Bagi Hamjah, menjadi AgenBRILink bukan semata soal usaha, melainkan bentuk kepedulian sosial. Ia ingin memastikan masyarakat di wilayah terpencil juga memiliki akses ke layanan keuangan formal. “Saya sering dapat ucapan terima kasih dari warga. Ada yang bilang, kalau tidak ada kios ini, kami harus ke Biak yang jaraknya jauh dan biayanya besar. Hal-hal seperti itu yang membuat saya semangat terus menjalankan usaha ini,” ujarnya.
Saat pertama kali memulai, Hamjah mengaku banyak menemui tantangan, terutama soal keterbatasan jaringan telekomunikasi. Dengan sinyal 2G yang sering terputus, ia kerap panik ketika transaksi tertunda. Namun, seiring pembaruan sistem dan dukungan perangkat seperti mesin EDC baru dari BRI, kini ia dapat melayani pelanggan dengan lebih cepat dan efisien. “Sekarang, dengan jaringan yang lebih stabil, semuanya jauh lebih mudah dijalankan,” tuturnya.
Dari pengalaman itulah Hamjah belajar memahami pola transaksi masyarakat—mulai dari waktu tersibuk hingga jenis layanan yang paling dibutuhkan. Perlahan, kepercayaan warga tumbuh. Kios kecilnya kini menjadi pusat aktivitas keuangan warga, dari pembayaran listrik hingga pengiriman uang.
Sebagai pendidik, Hamjah merasa tanggung jawabnya juga mencakup edukasi keuangan. Ia sering mengingatkan warga agar menabung secara rutin dan bertransaksi dengan aman. “Saya ingin masyarakat tahu bahwa layanan keuangan formal itu bukan sesuatu yang menakutkan, tapi justru bisa membantu kehidupan mereka jadi lebih mudah,” katanya.
Selain aktif melayani di kiosnya, Hamjah juga tergabung dalam komunitas AgenBRILink Kabupaten Biak Numfor yang beroperasi secara virtual.

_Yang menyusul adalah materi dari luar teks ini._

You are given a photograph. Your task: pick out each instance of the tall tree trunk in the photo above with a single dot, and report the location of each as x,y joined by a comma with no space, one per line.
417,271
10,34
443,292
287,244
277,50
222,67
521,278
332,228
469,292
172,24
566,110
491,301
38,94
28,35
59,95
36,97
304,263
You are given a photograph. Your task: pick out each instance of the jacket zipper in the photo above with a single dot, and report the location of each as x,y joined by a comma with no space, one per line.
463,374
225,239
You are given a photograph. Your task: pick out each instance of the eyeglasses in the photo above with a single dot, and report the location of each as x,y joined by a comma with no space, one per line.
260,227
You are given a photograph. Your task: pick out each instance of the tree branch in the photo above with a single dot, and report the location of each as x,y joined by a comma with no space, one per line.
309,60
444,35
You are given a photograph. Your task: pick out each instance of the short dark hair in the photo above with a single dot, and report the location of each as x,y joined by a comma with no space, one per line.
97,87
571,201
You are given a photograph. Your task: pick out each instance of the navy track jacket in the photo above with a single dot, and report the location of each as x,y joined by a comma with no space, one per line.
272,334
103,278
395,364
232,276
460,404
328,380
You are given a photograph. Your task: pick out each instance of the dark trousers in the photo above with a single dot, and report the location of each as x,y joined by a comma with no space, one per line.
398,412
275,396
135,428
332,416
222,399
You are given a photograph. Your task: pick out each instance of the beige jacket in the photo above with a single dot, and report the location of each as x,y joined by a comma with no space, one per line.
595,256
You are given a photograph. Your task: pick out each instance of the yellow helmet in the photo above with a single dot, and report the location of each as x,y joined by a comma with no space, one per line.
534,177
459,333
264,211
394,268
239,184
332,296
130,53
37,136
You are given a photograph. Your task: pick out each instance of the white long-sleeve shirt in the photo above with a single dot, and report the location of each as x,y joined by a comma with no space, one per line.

Forum tersebut menjadi wadah bagi para agen di daerah terpencil untuk saling berbagi pengalaman dan mencari solusi bersama atas kendala lapangan. “Walau jauh dari kantor cabang, kami tetap bisa saling terhubung dan belajar. Manfaatnya besar sekali,” ungkapnya.
Pada kesempatan terpisah, Direktur Bisnis Mikro BRI, Akhmad Purwakajaya, menyebut Hamjah sebagai contoh nyata semangat inklusi keuangan di daerah 3T (Tertinggal, Terdepan, dan Terluar). Menurutnya, peran para agen seperti Hamjah sangat penting dalam memperluas jangkauan layanan keuangan hingga ke lapisan masyarakat paling bawah.

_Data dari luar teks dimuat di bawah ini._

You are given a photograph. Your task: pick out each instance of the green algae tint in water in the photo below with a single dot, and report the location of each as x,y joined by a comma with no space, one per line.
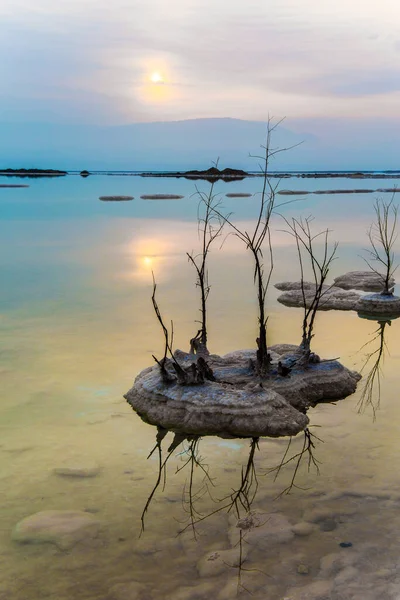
77,326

“AgenBRILink merupakan ujung tombak inklusi keuangan BRI. Melalui peran mereka, layanan perbankan dapat menjangkau masyarakat yang sebelumnya sulit terakses, sekaligus memperkuat literasi keuangan di tingkat komunitas,” ujar Akhmad.
Hingga kini, jaringan AgenBRILink telah melampaui satu juta agen yang tersebar di seluruh Indonesia. Melalui mereka, BRI terus menegaskan komitmennya untuk menghadirkan layanan keuangan yang inklusif, memberdayakan ekonomi lokal, dan menumbuhkan kepercayaan masyarakat terhadap sistem keuangan formal—seperti yang telah dilakukan Hamjah di Numfor Timur.